Chaos et disparitions

Malgré cette répression brutale, les protestations et les barricades se maintiennent toujours. Un grand nombre de zones dans les grandes villes du pays sont totalement militarisées. Les Chiliens qui se rendent en rue prennent leurs précautions et ont toujours un châle et un citron dans leur sac. Cela afin de se protéger des bombes lacrymogènes.

Une rue peut être tout à coup barrée. Par l’action de la police militaire, il apparaît alors clairement à tout le monde – peu importe que l’on soit un grand-père ou une mère avec enfant – qu’il s’agit d’une zone interdite. Certaines villes, comme la ville portuaire de Valparaiso, sont tombées dans le chaos le plus complet. Les pillages et les incendies y sont devenus monnaie courante.

Dans des rapports officiels, on en parle à peine, mais tout le monde connaît bien les familles des personnes disparues. Ainsi une vidéo stupéfiante a été diffusée à grande échelle sur les réseaux sociaux. Une jeune femme nommée Carolina Muñoz Manguello y est très violemment arrêtée par la police chilienne, parce qu’elle bloque le passage d’un des blindés. Depuis lors, sa famille n’a plus aucune nouvelle d’elle.

Une indignation internationale limitée

Il apparaît de plus en plus clair que le gouvernement chilien viole les droits humains à grande échelle. Cependant, cela semble ne pas intéresser beaucoup la communauté internationale. L’Organisation des Etats Américains (OEA) a tiré l’alarme  après les élections en Bolivie pour une fraude supposée. Mais elle prête à peine attention à la profonde crise sociale qui secoue le Chili.

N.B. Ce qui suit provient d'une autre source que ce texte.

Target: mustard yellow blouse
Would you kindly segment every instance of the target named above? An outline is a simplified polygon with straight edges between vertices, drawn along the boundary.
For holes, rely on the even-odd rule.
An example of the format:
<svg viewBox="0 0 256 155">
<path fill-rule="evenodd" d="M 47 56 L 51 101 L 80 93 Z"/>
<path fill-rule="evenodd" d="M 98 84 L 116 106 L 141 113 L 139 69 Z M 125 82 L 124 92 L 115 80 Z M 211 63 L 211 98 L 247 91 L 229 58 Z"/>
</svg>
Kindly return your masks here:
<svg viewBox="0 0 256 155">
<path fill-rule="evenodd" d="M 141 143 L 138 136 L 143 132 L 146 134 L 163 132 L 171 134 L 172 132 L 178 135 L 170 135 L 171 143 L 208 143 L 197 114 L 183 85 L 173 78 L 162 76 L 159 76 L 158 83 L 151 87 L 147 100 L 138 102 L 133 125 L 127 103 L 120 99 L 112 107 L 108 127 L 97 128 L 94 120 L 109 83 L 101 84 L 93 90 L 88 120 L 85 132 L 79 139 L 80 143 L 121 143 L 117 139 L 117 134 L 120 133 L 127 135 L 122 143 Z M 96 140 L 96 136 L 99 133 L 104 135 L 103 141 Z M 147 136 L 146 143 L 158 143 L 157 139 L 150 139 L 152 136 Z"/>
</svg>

Le Parlement Européen a visiblement trouvé plus urgent – lors d’un débat autour des droits humains – de mettre à l’agenda de sa session plénière l’arrestation d’un délinquant cubain. Quels rapports de forces ont fait que les nombreux rapports sur ce qui se déroule au Chili soient à peine mentionnés.

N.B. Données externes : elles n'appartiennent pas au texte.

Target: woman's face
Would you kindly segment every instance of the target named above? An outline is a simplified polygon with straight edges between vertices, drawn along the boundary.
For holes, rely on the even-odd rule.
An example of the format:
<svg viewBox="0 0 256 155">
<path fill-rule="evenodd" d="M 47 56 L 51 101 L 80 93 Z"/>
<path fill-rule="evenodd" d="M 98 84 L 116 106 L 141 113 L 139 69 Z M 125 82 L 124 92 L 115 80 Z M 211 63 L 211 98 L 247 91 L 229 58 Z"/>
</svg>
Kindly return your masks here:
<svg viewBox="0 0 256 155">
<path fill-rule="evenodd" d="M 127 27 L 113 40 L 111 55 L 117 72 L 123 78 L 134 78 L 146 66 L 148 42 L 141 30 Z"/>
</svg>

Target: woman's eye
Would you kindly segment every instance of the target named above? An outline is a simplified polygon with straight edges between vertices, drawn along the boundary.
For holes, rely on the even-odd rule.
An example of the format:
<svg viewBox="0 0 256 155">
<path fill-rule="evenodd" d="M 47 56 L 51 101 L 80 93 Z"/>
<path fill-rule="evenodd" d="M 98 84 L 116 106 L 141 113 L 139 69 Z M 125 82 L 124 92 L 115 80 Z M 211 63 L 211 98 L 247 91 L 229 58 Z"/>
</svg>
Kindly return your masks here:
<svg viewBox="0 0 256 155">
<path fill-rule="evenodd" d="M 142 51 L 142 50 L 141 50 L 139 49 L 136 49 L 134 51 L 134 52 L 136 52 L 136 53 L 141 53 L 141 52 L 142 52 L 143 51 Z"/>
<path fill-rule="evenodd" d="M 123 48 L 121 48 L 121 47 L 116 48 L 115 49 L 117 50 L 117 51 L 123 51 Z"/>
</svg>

Ce modèle de société ultra-néolibéral n’a pu s’installer au Chili que sur base du pouvoir de l’armée, laquelle a développé une répression impitoyable et institutionnalisée. 7 semaines de protestations des Chiliens ont démontré que ce modèle sera défendu bec et ongles par le même pouvoir militaire. Et aussi longtemps que les ‘infrastructures importantes’ des multinationales occidentales seront protégées, nos gouvernements ne seront pas prêts à attaquer le gouvernement chilien pour ses crimes.